Malcolm Daniel has led the Department of Photographs since February 2003. During that time, the department has presented 38 exhibitions and 35 installations; acquired more than 20,000 photographs, including 8,500 works in the Gilman Collection and many individual photographs spanning the history of the medium; and established the Joyce and Robert Menschel Hall for Modern Photography for the display of photographs created since 1960. He also founded The Alfred Stieglitz Society, a Friends group now in its 13th year that has made possible the acquisition of more than 200 photographs. Since joining the department in 1990 and receiving his Ph.D. from Princeton University the following year, he has curated many exhibitions, including The Photographs of Edouard Baldus: Landscapes and Monuments of France (1994); Edgar Degas, Photographer (1998-99); The Dawn of Photography: French Daguerreotypes, 1839-1855 (2003-2004); and Stieglitz, Steichen, Strand(2010-11). A widely published scholar, he is the author of several exhibition catalogues, Museum Bulletins, and journal articles, and has taught at Columbia University and the Institute of Fine Arts, New York University. He is currently at work on a series of monographic exhibitions about three pioneers of photography—Charles Marville, Linnaeus Tripe, and J. B. Greene—that are scheduled to be on view at the Metropolitan Museum in 2014, 2015, and 2016.

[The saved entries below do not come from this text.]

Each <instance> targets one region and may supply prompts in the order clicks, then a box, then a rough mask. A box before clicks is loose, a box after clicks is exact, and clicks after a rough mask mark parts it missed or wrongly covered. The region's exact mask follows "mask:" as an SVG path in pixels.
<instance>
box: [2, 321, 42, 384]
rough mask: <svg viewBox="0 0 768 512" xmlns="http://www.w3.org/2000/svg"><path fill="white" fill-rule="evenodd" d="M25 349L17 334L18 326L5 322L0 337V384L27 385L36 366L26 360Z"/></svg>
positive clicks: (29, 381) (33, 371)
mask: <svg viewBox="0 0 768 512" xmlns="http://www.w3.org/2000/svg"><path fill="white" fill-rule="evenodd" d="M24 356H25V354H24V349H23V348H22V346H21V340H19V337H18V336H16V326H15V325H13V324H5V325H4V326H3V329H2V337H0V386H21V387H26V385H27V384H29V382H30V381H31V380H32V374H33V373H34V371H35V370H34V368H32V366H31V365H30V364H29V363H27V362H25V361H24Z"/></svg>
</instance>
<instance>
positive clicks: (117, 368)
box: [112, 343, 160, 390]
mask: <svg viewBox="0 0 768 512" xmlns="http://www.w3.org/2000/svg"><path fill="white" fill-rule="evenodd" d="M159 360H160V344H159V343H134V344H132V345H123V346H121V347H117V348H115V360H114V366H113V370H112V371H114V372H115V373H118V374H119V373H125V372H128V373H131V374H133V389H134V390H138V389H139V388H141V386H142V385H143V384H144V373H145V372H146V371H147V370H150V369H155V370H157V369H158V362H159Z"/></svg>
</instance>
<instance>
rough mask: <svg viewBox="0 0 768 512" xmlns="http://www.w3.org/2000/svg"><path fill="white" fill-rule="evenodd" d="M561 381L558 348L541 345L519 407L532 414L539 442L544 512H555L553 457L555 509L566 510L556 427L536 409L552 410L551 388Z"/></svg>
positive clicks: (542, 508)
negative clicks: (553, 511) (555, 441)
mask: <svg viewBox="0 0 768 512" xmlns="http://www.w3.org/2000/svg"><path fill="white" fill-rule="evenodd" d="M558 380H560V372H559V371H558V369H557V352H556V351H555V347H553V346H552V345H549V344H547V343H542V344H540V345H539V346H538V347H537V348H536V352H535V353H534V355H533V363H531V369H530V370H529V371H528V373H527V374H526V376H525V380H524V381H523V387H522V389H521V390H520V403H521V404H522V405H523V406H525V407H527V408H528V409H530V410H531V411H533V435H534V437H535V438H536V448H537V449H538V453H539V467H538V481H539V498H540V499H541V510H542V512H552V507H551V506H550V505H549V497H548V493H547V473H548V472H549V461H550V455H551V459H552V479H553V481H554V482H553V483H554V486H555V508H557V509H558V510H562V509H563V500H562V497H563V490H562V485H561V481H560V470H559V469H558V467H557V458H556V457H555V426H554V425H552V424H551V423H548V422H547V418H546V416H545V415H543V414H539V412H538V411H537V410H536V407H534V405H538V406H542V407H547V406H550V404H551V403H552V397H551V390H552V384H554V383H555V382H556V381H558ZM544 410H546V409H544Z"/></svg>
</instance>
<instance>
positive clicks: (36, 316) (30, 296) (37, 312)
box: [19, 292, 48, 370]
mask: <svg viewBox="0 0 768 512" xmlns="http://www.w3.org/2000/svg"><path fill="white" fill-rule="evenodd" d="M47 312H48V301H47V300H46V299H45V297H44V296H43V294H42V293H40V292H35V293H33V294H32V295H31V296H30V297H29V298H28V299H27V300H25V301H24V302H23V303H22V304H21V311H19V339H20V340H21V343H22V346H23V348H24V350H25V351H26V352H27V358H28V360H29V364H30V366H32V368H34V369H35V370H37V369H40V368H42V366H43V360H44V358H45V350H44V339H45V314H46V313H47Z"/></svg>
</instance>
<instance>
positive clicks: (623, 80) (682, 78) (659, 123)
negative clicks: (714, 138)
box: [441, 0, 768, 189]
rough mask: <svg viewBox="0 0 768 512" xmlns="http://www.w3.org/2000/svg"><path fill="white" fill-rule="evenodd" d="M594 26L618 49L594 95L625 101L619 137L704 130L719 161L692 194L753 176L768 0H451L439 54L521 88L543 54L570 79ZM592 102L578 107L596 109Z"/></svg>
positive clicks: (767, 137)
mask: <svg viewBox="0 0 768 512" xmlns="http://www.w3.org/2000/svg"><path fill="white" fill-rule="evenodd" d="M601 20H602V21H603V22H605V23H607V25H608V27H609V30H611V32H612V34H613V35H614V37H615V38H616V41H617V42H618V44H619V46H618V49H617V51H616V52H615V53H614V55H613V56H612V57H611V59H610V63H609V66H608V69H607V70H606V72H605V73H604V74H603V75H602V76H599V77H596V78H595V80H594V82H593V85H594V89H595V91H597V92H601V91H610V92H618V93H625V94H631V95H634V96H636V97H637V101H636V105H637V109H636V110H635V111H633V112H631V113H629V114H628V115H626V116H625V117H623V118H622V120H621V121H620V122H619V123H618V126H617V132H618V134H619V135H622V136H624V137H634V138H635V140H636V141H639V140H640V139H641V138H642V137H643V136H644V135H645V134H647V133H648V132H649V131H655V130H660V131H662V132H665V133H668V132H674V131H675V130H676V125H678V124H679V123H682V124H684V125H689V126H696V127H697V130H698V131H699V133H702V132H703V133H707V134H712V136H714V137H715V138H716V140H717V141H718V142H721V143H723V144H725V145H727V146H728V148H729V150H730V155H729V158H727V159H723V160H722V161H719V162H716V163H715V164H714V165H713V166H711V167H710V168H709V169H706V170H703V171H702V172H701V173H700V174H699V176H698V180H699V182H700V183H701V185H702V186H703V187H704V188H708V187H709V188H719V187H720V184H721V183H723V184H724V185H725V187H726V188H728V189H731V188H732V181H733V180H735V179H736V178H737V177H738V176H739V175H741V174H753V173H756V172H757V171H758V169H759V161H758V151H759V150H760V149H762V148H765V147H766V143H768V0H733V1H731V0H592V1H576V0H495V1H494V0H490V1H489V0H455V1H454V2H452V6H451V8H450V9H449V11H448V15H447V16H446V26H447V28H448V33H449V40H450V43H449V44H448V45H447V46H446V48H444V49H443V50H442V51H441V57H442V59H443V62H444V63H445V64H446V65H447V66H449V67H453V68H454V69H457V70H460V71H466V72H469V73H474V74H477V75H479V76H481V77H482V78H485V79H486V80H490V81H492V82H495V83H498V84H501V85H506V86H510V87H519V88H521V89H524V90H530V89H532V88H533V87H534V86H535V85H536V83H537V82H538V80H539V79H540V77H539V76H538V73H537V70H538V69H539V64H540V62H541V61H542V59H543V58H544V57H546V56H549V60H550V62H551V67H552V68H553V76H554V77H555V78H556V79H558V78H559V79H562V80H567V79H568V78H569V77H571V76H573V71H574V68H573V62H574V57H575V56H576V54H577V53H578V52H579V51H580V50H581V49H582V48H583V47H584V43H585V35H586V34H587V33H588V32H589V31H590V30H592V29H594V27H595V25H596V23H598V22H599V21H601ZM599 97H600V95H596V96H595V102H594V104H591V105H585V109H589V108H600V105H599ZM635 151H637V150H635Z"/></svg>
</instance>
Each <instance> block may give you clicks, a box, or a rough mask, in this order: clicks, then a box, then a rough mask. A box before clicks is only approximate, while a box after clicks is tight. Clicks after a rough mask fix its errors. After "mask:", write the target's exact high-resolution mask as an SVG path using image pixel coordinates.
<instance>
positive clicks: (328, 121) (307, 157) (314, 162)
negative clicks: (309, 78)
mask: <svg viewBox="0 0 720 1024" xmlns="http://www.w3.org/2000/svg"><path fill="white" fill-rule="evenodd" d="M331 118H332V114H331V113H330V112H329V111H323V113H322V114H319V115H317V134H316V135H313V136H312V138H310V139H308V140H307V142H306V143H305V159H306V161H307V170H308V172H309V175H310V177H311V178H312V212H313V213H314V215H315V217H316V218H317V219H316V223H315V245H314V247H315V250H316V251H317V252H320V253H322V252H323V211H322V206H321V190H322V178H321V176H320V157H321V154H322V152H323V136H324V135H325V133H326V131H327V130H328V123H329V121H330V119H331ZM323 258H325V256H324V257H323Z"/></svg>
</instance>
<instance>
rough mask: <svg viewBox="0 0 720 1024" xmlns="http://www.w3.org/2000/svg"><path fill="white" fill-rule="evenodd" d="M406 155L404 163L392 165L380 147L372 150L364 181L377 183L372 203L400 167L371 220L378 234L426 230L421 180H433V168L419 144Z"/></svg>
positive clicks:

Prior to joining the Metropolitan Museum in 1988, Jeff Rosenheim earned his B.A. in American Studies at Yale University and his M.F.A. in Photography at Tulane University, and worked at The Historic New Orleans Collection and the Museum of the City of New York. Originally hired at the Metropolitan Museum to catalogue the Ford Motor Company Collection of avant-garde European and American photography between the two World Wars, he was promoted to the position of full Curator in 2007. An expert in American photography with wide-ranging interests from 19th-century to contemporary art, he has taught at Columbia University, the Institute of Fine Arts at New York University, and Bard College, and is an admired public speaker, most recently with talks at Yale and Stanford universities. At the Metropolitan Museum, he has organized or co-organized some 20 exhibitions and was responsible for facilitating the Museum’s acquisitions of the complete archives of photographers Walker Evans in 1994 and Diane Arbus in 2007. A foremost authority on Evans, he has organized six exhibitions of the artist’s work, including Walker Evans, a major retrospective at the Met in 2000, and Walker Evans and the Picture Postcard in 2009, and has authored eight publications on Evans’s oeuvre. He was the curator responsible for the Metropolitan Museum’s presentation of the exhibition Diane Arbus Revelations in 2005, was a co-author of its award-winning catalogue, and also collaborated on the Diane Arbus exhibition traveling in Europe and currently on view at Martin-Gropius-Bau in Berlin. He has in recent years published catalogue essays on Robert Frank, Robert Polidori, Stephen Shore, and Paul Graham, and is now organizing the exhibitionPhotography and the American Civil War, which will be on display at the Metropolitan Museum from April 2 through September 2, 2013.